If you’ve read any prior articles or tips regarding online newspaper research, then you know that the quality of the scanned newspaper as well as the OCR process dictate the quality of the search index. You need to realize that you are searching for combinations of letters, not words. And when you are using those letter combinations as your search criteria, you essentially are trying to match that search criteria against that index.
Here’s a news flash – the search index for older newspapers, especially, may not be very good.
Here’s an example of a 115-year-old newspaper, with the original first, followed by the search index:
There are words missing and several of the words are “misspelled.” It is charitable to assign a “50% correct” value to this representation of the original to the search index.
The thing that many newspaper researchers forget and why they get frustrated is that they think that they are searching against an index that is an EXACT (or near-exact) replica of the original newspaper article. Many researchers quit or get discouraged searching newspapers primarily because of three reasons:
- This feeling they have that the search index is an exact replica or near an exact replica (say 90% of words represented correctly) is so stuck in their brain, that when the index is only 50% or less of the exact words in the original, that they just can’t handle this difference. It just becomes “too hard for them to deal with.”
- The search criteria that they create is not very detailed and is simplified, such as searching for just a person’s surname. They may get too many results in the case of a common surname, or not enough or none for a more complex surname. And they don’t put in a date range or a first name, or other distinguishing words that would help. So, in this case, their lack of training or lack of desire to learn results in failure.
- They can’t find what they are looking for because the information is not available because the dates for an event or a person are not available in the newspaper collection. For example, if you are looking for an event or an event in a person’s life that happened say between 1915 and 1935, and the newspaper collection that is online does not have any newspapers for that date range, guess what the search results will be? Not very many if any.
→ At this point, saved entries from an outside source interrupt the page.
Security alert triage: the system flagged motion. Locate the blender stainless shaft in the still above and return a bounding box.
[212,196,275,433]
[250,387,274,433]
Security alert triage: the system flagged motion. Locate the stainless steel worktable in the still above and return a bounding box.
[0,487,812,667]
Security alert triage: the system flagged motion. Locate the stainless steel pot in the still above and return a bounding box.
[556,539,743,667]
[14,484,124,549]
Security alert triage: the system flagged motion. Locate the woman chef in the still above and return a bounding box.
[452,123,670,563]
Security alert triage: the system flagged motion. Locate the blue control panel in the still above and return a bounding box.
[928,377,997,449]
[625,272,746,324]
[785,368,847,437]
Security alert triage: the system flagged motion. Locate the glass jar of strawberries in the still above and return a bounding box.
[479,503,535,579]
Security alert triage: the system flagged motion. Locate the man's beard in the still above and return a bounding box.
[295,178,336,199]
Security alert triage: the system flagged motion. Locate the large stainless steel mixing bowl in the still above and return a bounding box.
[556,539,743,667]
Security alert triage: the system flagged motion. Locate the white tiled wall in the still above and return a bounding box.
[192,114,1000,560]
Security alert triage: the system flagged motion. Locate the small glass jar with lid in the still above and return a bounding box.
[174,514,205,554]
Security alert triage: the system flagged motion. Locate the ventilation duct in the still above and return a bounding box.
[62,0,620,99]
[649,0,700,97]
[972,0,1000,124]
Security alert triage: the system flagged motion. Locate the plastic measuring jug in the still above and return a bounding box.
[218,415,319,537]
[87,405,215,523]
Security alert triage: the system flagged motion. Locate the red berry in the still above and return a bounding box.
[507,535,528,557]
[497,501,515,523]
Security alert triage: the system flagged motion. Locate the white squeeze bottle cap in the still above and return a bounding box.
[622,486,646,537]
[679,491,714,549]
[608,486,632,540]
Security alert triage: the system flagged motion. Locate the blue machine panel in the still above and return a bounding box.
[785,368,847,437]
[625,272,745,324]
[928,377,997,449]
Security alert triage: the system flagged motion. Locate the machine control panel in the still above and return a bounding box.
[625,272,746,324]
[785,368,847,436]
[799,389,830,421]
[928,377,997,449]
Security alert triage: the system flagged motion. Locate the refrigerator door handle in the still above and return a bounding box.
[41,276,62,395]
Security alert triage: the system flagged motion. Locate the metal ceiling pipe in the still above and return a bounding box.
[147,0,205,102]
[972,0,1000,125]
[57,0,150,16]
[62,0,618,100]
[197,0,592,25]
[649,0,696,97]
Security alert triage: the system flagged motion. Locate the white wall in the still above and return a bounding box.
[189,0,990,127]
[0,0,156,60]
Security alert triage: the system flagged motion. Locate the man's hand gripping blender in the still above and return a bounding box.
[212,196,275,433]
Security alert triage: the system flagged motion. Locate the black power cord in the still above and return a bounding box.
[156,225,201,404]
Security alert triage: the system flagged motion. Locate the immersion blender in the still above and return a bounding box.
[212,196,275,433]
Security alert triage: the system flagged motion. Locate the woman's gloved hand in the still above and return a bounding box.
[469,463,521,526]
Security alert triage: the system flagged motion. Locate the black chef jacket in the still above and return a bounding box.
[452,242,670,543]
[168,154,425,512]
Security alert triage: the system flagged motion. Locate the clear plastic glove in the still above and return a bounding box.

Let’s look at this from an emotional or attitudinal perspective. Some of these emotions or attitudes are as follows:
- This stuff is in a database so it should be easy to find.
- Why should I spend time learning how to search newspapers – it can’t be that hard.
- Everything is online isn’t it, so how come I can’t find anything?
- Why can’t I just put the name of the person or event in the box and have the system give me the results I want?
Here’s the deal and you may not like what I am going to say, but here goes:
If you can’t find what you are looking for, then ask yourself these questions – “Have I really tried to learn about successful search techniques, or am I just winging it? Do I have unreal expectations of the software vendor? Am I searching really old newspapers where the quality is most assuredly sub-optimal? Have I really tried to overcome the likely less than optimal search index by trying the many search tips that are available for me to learn about?”
You see the problem is more than likely ATTITUDE. To be successful as a newspaper researcher, you must be DETERMINED. You must LEARN and apply what you have learned to create better search criteria.
You know why this ATTITUDE is important? Because more than likely the SEARCH INDEX is sub-optimal and what I mean by that is it likely does not fit your expectations. And that more than likely is NOT the software vendor’s fault.
So, what do you do? Get determined to OUTSMART the search index. Read about different search techniques and tips and view tutorials. Apply what you have learned with vigor. Then and only then will you have as much success as you can get when searching old newspapers.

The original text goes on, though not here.